Backbenchers cheered as Mr Brown announced proposals for a trust fund for every newborn baby and the end of "hotel" charges for elderly hospital patients. But Mr Brown faced attacks from left-wingers.

Alan Simpson, the Labour MP for Nottingham South, said: "He could have invested in restoring the link between pensions and earnings, he could have delivered £5 a week extra for the over 80s, he could have extended the national concessionary travel scheme to make it a free entitlement for all pensioners and he could have abolished tuition fees for students. Those are the opportunities we have missed in order to pay for this wretched war."

Another backbencher said: "If you speak to people this time next week they will struggle to remember what the nuggets [in the Budget] are."

John McFall, Labour chairman of the Commons Treasury Select Committee, welcomed Mr Brown's decision to increase borrowing. He said: "We do have a number of threats domestically. The retail sales are the weakest now for 10 years. Industrial investment is at a 20-year low and the finance industry is still recovering from the dot.com crash.

"There is a time now for a fiscal loosening. There is a sound economic case for extra borrowing.
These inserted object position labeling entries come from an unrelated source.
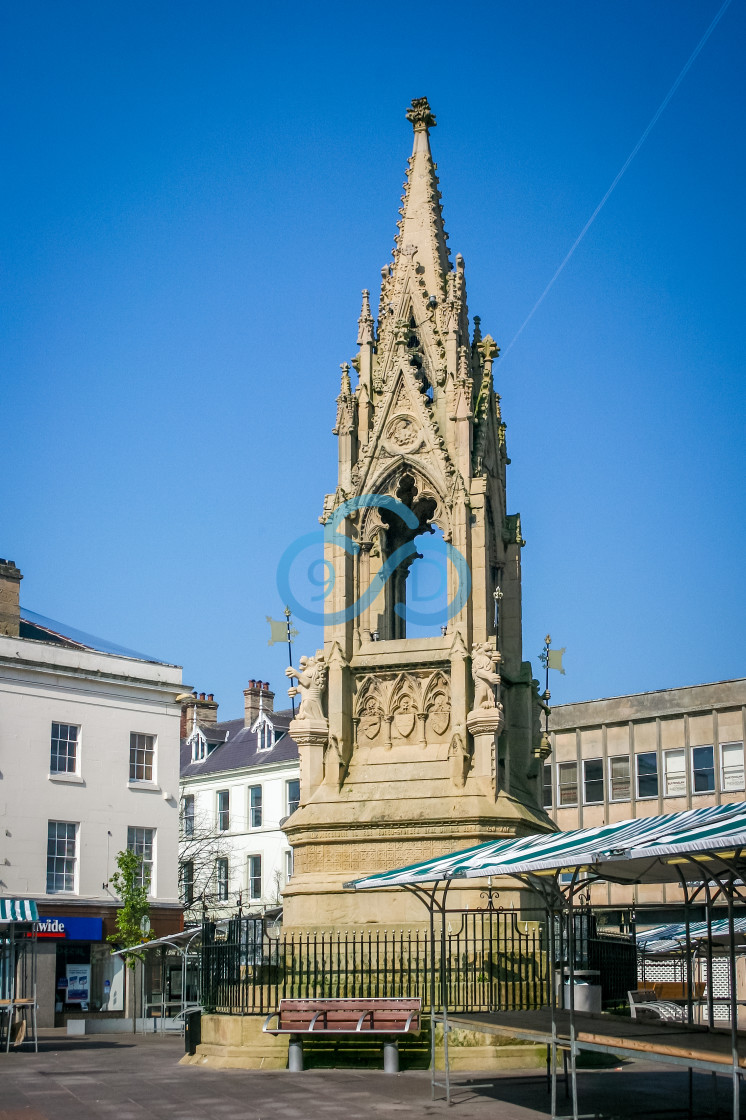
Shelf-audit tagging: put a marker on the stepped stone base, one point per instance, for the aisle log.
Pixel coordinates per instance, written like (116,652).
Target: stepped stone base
(238,1042)
(233,1042)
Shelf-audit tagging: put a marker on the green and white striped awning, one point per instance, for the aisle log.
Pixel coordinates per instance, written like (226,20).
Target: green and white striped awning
(650,849)
(669,939)
(18,910)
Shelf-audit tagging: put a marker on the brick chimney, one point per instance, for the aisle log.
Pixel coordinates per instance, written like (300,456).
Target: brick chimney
(198,709)
(257,691)
(10,578)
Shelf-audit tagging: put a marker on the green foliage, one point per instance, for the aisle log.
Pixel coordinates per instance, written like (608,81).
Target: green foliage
(131,882)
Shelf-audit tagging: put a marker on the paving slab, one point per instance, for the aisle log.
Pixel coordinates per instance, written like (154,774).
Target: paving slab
(136,1078)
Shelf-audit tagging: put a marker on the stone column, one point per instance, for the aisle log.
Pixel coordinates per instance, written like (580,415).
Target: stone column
(484,726)
(313,737)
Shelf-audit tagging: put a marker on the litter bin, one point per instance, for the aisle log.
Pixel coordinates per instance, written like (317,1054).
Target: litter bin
(192,1030)
(587,989)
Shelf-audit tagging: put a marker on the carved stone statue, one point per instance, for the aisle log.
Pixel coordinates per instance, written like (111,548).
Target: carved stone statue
(484,671)
(311,686)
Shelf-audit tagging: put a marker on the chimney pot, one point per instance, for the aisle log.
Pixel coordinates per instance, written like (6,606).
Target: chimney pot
(257,691)
(10,578)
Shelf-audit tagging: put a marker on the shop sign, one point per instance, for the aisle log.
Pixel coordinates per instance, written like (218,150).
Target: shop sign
(70,929)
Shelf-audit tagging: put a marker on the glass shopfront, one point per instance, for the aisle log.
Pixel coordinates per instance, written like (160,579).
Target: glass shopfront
(87,978)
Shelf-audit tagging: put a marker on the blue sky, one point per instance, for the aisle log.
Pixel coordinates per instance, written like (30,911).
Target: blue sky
(194,196)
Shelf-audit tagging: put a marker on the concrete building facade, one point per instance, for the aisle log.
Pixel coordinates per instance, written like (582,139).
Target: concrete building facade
(89,766)
(643,755)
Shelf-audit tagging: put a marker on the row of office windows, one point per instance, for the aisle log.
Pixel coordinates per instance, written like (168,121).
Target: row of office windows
(221,882)
(695,768)
(65,753)
(63,855)
(254,815)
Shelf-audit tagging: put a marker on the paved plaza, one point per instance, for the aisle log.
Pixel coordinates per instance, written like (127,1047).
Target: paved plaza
(131,1078)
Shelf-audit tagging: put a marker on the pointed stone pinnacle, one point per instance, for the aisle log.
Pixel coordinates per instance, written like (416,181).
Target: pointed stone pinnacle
(420,114)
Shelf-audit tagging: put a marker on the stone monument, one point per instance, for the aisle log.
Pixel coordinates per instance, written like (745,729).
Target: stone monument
(412,746)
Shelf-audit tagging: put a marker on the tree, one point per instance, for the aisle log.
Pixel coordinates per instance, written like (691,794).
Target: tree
(131,882)
(202,843)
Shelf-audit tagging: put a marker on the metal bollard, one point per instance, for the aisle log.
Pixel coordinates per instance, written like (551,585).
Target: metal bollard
(391,1057)
(296,1055)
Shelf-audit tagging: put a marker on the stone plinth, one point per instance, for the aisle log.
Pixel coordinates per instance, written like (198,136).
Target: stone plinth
(238,1042)
(313,738)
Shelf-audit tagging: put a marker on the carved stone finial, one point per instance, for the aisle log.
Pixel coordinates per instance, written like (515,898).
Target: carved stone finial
(365,322)
(488,347)
(485,661)
(420,114)
(311,687)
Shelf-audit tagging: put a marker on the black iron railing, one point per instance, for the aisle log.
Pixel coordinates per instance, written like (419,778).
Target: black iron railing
(492,961)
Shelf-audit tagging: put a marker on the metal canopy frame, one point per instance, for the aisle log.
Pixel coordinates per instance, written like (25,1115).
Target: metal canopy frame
(705,875)
(18,969)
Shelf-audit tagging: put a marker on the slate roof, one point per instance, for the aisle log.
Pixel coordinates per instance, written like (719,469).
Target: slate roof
(40,628)
(241,747)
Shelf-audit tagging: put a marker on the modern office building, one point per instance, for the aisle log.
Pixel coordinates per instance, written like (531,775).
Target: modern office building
(642,755)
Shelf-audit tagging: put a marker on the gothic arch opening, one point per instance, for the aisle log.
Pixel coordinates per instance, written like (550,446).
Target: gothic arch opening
(417,590)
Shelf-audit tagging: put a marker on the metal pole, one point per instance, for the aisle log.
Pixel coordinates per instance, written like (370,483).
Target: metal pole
(552,1006)
(431,911)
(287,618)
(444,990)
(574,1079)
(734,1006)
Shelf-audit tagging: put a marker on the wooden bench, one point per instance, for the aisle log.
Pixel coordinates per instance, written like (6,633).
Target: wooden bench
(672,989)
(365,1016)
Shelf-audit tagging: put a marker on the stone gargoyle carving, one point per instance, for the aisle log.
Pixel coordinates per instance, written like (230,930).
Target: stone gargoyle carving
(486,679)
(311,686)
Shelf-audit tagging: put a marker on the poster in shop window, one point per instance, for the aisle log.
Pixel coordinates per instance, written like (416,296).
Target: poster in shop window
(78,983)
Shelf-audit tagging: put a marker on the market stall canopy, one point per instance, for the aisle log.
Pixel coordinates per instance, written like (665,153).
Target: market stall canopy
(18,910)
(672,939)
(700,842)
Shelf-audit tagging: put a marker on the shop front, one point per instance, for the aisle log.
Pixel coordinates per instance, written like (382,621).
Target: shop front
(77,973)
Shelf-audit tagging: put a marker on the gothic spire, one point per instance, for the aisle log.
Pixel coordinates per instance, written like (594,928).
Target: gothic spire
(421,230)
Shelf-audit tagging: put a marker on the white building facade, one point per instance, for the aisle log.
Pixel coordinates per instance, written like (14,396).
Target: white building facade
(89,766)
(240,781)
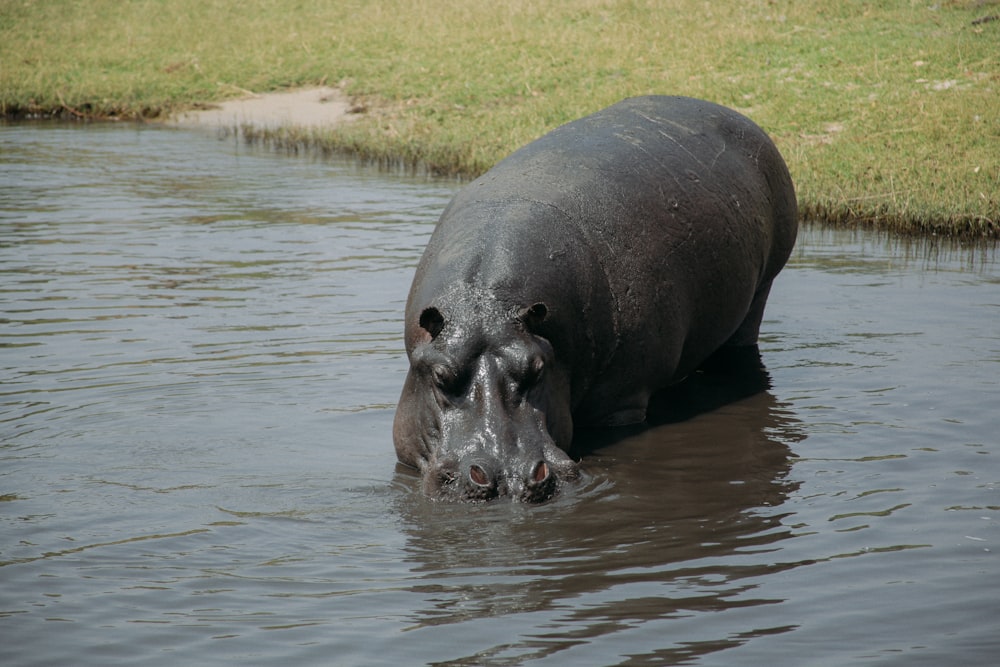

When interest rates are low, when inflationary pressures are almost non-existent and when the national debt is very modest as the Chancellor has indicated, we do not want a fiscal strait-jacket on a cyclically depressed economy."

Bill Tynan, Labour MP for Hamilton South, praised Mr Brown's commitment to the "continuing crusade" for full employment. He said: "We have to keep reminding ourselves that we have low interest rates, we have low mortgage rates, we have low inflation rates. And we have the highest level of employment ever. We have to keep on pushing that message."